La grande affaire fut la révision et l’extension de la Convention collective de la Production cinématographique et de films publicitaires entre 2005 et 2013, d’obtenir le maintien des grilles de salaires minima, le maintien de sa structuration en plusieurs titres pour distinguer l’activité pérenne des entreprises de production et la réalisation des œuvres, alors que le Ministère du travail, les syndicats de producteurs et les autres Syndicats de salariés s’opposaient à l’idée même d’une révision des textes de 1950 et 1960 et entendaient faire du passé table rase.
Que de tortuosité, d’obstacles a-t-il fallu enjamber, que de stratégies a-t-il fallu déployer pour convaincre le Ministère du travail qu’il n’avait d’autre issue que de publier l’arrêté d’extension malgré la campagne de presse orchestrée par les Syndicats de producteurs non signataires, en soufflant cette suggestion d’en différer l’entrée en vigueur pour se donner une marge de temps et négocier une fin de crise.
Tant de propositions formulées par notre Organisation sous son impulsion pour le maintien des salaires, lutter contre les délocalisations.
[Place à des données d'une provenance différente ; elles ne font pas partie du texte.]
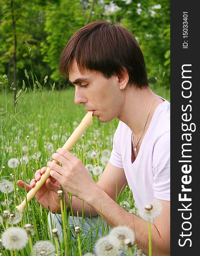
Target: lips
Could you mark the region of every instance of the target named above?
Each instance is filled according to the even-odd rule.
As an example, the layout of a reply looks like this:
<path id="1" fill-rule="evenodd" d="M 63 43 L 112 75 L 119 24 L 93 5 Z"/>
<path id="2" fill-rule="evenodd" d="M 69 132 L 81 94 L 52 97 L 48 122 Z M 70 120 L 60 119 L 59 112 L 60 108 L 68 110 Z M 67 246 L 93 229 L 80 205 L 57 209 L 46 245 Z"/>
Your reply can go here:
<path id="1" fill-rule="evenodd" d="M 93 113 L 93 115 L 94 116 L 94 113 L 95 113 L 95 110 L 92 110 L 92 109 L 86 109 L 87 111 L 91 111 Z"/>

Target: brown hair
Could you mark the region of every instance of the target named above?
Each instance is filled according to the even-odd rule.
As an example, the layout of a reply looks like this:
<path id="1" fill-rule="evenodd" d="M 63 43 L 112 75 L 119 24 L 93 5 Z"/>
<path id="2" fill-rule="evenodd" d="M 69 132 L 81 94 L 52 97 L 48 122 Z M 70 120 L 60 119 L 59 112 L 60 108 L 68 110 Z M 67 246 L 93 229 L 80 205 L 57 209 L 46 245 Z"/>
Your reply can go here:
<path id="1" fill-rule="evenodd" d="M 142 51 L 131 32 L 118 24 L 98 20 L 79 29 L 61 54 L 60 71 L 63 76 L 69 77 L 74 58 L 81 73 L 97 71 L 108 79 L 122 75 L 126 69 L 130 85 L 140 88 L 148 85 Z"/>

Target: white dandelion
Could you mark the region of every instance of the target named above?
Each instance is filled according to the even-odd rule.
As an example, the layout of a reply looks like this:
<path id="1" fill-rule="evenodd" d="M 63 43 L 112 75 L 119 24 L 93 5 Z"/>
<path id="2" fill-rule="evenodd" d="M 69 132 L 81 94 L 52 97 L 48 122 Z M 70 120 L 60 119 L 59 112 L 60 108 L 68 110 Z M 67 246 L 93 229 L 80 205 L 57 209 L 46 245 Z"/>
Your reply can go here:
<path id="1" fill-rule="evenodd" d="M 31 158 L 33 159 L 38 159 L 40 156 L 41 152 L 38 151 L 38 152 L 35 152 L 31 155 Z"/>
<path id="2" fill-rule="evenodd" d="M 75 156 L 76 157 L 78 157 L 78 154 L 77 154 L 77 153 L 76 153 L 75 152 L 74 152 L 74 153 L 73 153 L 73 154 L 74 156 Z"/>
<path id="3" fill-rule="evenodd" d="M 49 241 L 40 241 L 33 246 L 34 256 L 54 256 L 55 249 Z"/>
<path id="4" fill-rule="evenodd" d="M 94 168 L 92 164 L 90 164 L 90 163 L 88 163 L 88 164 L 86 164 L 85 167 L 86 167 L 87 171 L 89 172 L 92 172 L 92 169 Z"/>
<path id="5" fill-rule="evenodd" d="M 26 246 L 29 238 L 23 228 L 14 227 L 5 231 L 1 237 L 2 244 L 9 250 L 20 250 Z"/>
<path id="6" fill-rule="evenodd" d="M 47 148 L 49 151 L 52 152 L 54 150 L 54 144 L 51 142 L 47 142 L 46 143 L 46 145 L 47 146 Z"/>
<path id="7" fill-rule="evenodd" d="M 0 190 L 3 193 L 10 193 L 14 189 L 13 184 L 6 180 L 0 181 Z"/>
<path id="8" fill-rule="evenodd" d="M 101 155 L 104 157 L 109 157 L 110 156 L 110 151 L 108 149 L 104 149 L 102 151 L 101 153 Z"/>
<path id="9" fill-rule="evenodd" d="M 139 215 L 144 219 L 154 218 L 162 212 L 162 207 L 158 199 L 154 198 L 153 201 L 148 204 L 143 208 L 138 209 Z"/>
<path id="10" fill-rule="evenodd" d="M 97 155 L 97 153 L 95 151 L 92 151 L 90 154 L 90 157 L 93 159 L 96 159 Z"/>
<path id="11" fill-rule="evenodd" d="M 61 140 L 62 142 L 67 141 L 67 138 L 65 135 L 63 135 L 61 137 Z"/>
<path id="12" fill-rule="evenodd" d="M 19 163 L 17 158 L 11 158 L 8 162 L 8 165 L 10 168 L 16 168 Z"/>
<path id="13" fill-rule="evenodd" d="M 94 167 L 92 169 L 92 172 L 94 175 L 99 175 L 102 173 L 103 171 L 103 169 L 102 169 L 102 168 L 99 166 Z"/>
<path id="14" fill-rule="evenodd" d="M 124 242 L 126 239 L 129 239 L 132 244 L 135 242 L 134 232 L 128 227 L 119 226 L 111 230 L 109 236 L 110 240 L 117 247 L 119 250 L 123 250 L 126 247 Z"/>
<path id="15" fill-rule="evenodd" d="M 57 140 L 58 138 L 58 135 L 57 134 L 54 134 L 51 136 L 51 140 Z"/>
<path id="16" fill-rule="evenodd" d="M 127 201 L 123 201 L 123 202 L 121 202 L 120 204 L 120 205 L 122 207 L 125 208 L 129 208 L 130 207 L 130 204 Z"/>
<path id="17" fill-rule="evenodd" d="M 7 219 L 8 223 L 9 224 L 17 224 L 22 220 L 23 216 L 22 212 L 16 210 L 14 214 L 10 214 Z"/>
<path id="18" fill-rule="evenodd" d="M 9 201 L 8 201 L 8 200 L 7 199 L 5 199 L 3 202 L 1 202 L 1 205 L 3 205 L 3 206 L 6 206 L 7 205 L 11 205 L 13 203 L 13 201 L 11 200 L 11 199 L 9 199 Z"/>
<path id="19" fill-rule="evenodd" d="M 20 163 L 21 164 L 23 163 L 24 164 L 27 164 L 29 162 L 27 155 L 25 155 L 21 157 L 20 160 Z"/>
<path id="20" fill-rule="evenodd" d="M 0 215 L 0 224 L 2 225 L 3 222 L 3 218 Z"/>
<path id="21" fill-rule="evenodd" d="M 27 150 L 28 150 L 28 147 L 27 147 L 27 146 L 26 145 L 23 146 L 22 147 L 22 150 L 23 151 L 25 151 L 25 152 L 27 152 Z"/>
<path id="22" fill-rule="evenodd" d="M 135 215 L 136 214 L 136 210 L 135 208 L 133 208 L 132 209 L 130 209 L 129 211 L 129 212 L 130 213 L 132 213 L 133 214 Z"/>
<path id="23" fill-rule="evenodd" d="M 100 161 L 102 165 L 105 166 L 108 163 L 109 161 L 109 158 L 107 157 L 103 156 L 101 157 Z"/>
<path id="24" fill-rule="evenodd" d="M 97 256 L 120 255 L 120 252 L 114 244 L 110 241 L 109 236 L 103 236 L 99 239 L 95 244 L 94 250 Z"/>

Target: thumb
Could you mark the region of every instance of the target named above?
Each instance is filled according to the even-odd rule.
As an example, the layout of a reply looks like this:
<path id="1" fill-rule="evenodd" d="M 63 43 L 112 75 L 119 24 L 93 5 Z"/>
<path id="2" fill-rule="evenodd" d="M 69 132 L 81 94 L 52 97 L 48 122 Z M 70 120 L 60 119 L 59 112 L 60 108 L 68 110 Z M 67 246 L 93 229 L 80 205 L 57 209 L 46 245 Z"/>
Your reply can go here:
<path id="1" fill-rule="evenodd" d="M 24 189 L 25 188 L 26 191 L 28 192 L 29 192 L 29 191 L 30 191 L 30 190 L 31 189 L 31 186 L 30 186 L 30 185 L 25 183 L 23 181 L 21 180 L 17 180 L 17 184 L 23 189 Z"/>
<path id="2" fill-rule="evenodd" d="M 60 186 L 52 183 L 49 178 L 46 180 L 45 185 L 47 189 L 51 191 L 54 191 L 54 192 L 57 192 L 58 190 L 60 190 Z"/>

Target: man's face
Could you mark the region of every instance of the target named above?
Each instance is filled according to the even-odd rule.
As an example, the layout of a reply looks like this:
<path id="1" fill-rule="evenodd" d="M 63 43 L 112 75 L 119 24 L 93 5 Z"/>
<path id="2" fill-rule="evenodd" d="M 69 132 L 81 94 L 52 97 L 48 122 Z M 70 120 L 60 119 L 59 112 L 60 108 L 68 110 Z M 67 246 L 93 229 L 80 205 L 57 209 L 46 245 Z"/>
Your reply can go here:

Stéphane était sur tous les fronts à la fois.
Cependant, en conservant sa capacité d’analyse : « Tu comprends, il faut parfois savoir prendre de la hauteur. » nous rappelait-il.
Les grades d’officier qui lui avaient été décernés par les Ministres de la Culture, ceux du Mérite et des Arts et Lettres, étaient ceux du Syndicat tout entier. Toto Mercanton le lui rappelait : « Stéphane tu as un défaut, tu n’as pas d’ambition. ».
Elle oubliait peut-être la principale : démontrer qu’il pouvait exister en France une Organisation syndicale digne de ce nom portant haut les principes qui guident sa raison d’être : détenir l’indépendance de son financement par les cotisations, et ne jamais trahir les intérêts de ceux que le Syndicat rassemble et représente, préserver sa combativité.
Aujourd’hui, nous sommes dans la peine qu’il ne soit plus parmi nous. Il va certes beaucoup nous manquer : ses coups de gueule, ses reproches et son exigence, sa voix portant loin ses convictions, à tous il manquera comme la référence de ce que représente le combat syndical pour l’amélioration des salaires et des conditions de travail, son investissement pour tous les techniciens dont il a si bien défendu les intérêts.
« Savent-ils ce qu’ils me doivent et ce qu’ils doivent à notre action », s’interrogeait-il parfois…
Mais il nous reste la fierté et le bonheur de l’avoir connu, et de l’avoir aimé, pour son engagement sincère : il s’enorgueillissait d’avoir la confiance des dirigeants du Syndicat dès son arrivée, que notre Président Claude Renoir lui ait interdit de le vouvoyer (il était le seul), et de ce qu’il obtenait pour tous ;
pour son humilité, il s’étonnait que l’on puisse lui porter de l’admiration ou même de l’attention, alors que ses analyses économiques et juridiques absolument clairvoyantes et précises (il affirmait que cette précision lui venait de son expérience d’ajusteur et de mécanicien),
son aptitude à expliquer, à synthétiser, à décrypter les tenants et aboutissants de façon simple et claire, sa pensée toujours juste et posée, en donnait véritablement la matière ;
pour sa capacité à nous donner chaque jour une leçon de vie et de volonté que nous ne pourrons jamais oublier.
Nous exprimons à ses enfants, ses petits enfants, à sa famille et ses proches toute notre amitié et nos condoléances.
Le Conseil syndical.
La cérémonie se tiendra : jeudi 28 novembre 2024 à 14h00, 2 Cour Victor Hugo 83660 Carnoules
Le Syndicat lui rendra par la suite un hommage pour les 45 années qu’il lui a consacré et ce qu’il lui a apporté.